[WikiEN-l] An expert's perspective - Tim Bray on editing the XML article
Abd ul-Rahman Lomax
abd at lomaxdesign.com
Fri Aug 14 01:25:34 UTC 2009
At 08:32 PM 8/13/2009, you wrote:
>Just the opposite.
>We want experts to edit the controversial bits.
>Do you really want a swarm of amateurs who have little-to-no basis in
>the field being the sole people editing the most contentious portions?
>That just sounds upside-down to me.
Yes, I understand. But isn't this a rather extreme view? I.e., this
assumes that no sensible editors are involved, only experts and
no-nothings. "Swarm of amateurs" is the Wikipedia community. If you
are a professional, you have a kind of conflict of interest.
Here is the point. If an expert can't explain the subject to other
editors who are not experts, how in the world are they going to
explain it in the article?
What we absolutely *need* experts for is to check articles. You
cannot write good articles just by looking stuff up in sources.

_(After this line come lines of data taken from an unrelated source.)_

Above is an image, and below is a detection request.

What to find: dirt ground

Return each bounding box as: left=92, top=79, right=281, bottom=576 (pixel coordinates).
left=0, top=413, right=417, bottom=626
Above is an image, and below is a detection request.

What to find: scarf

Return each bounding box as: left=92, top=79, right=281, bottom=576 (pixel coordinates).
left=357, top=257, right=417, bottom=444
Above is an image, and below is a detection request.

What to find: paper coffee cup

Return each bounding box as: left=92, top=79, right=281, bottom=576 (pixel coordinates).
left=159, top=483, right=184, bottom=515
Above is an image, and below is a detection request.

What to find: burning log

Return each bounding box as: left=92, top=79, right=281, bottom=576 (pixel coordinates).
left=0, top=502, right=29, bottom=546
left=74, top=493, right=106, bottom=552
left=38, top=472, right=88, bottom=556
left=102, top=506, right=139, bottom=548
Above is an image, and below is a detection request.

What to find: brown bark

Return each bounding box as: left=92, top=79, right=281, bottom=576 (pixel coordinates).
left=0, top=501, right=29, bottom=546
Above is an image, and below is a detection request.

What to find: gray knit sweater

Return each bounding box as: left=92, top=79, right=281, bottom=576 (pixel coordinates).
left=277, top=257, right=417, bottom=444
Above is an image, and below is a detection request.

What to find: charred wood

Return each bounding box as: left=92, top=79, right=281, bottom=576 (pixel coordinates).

I'm not suggesting that experts not edit articles at all, but that
when there is conflict, it should be resolved by non-experts, judging
the evidence as presented by experts (who may have conflicting POVs),
following the sources provided. It gets dangerous when an expert is
assumed to know better than others, because, in fact, we don't know
who the experts really are, and experts can have serious biases. They
may indeed know better, but may, very often, present the evidence
that shows what they believe, and not contrary evidence, I've seen it
too many times. There are some experts who are much more neutral than
that, but we can't depend on that, it's actually unusual.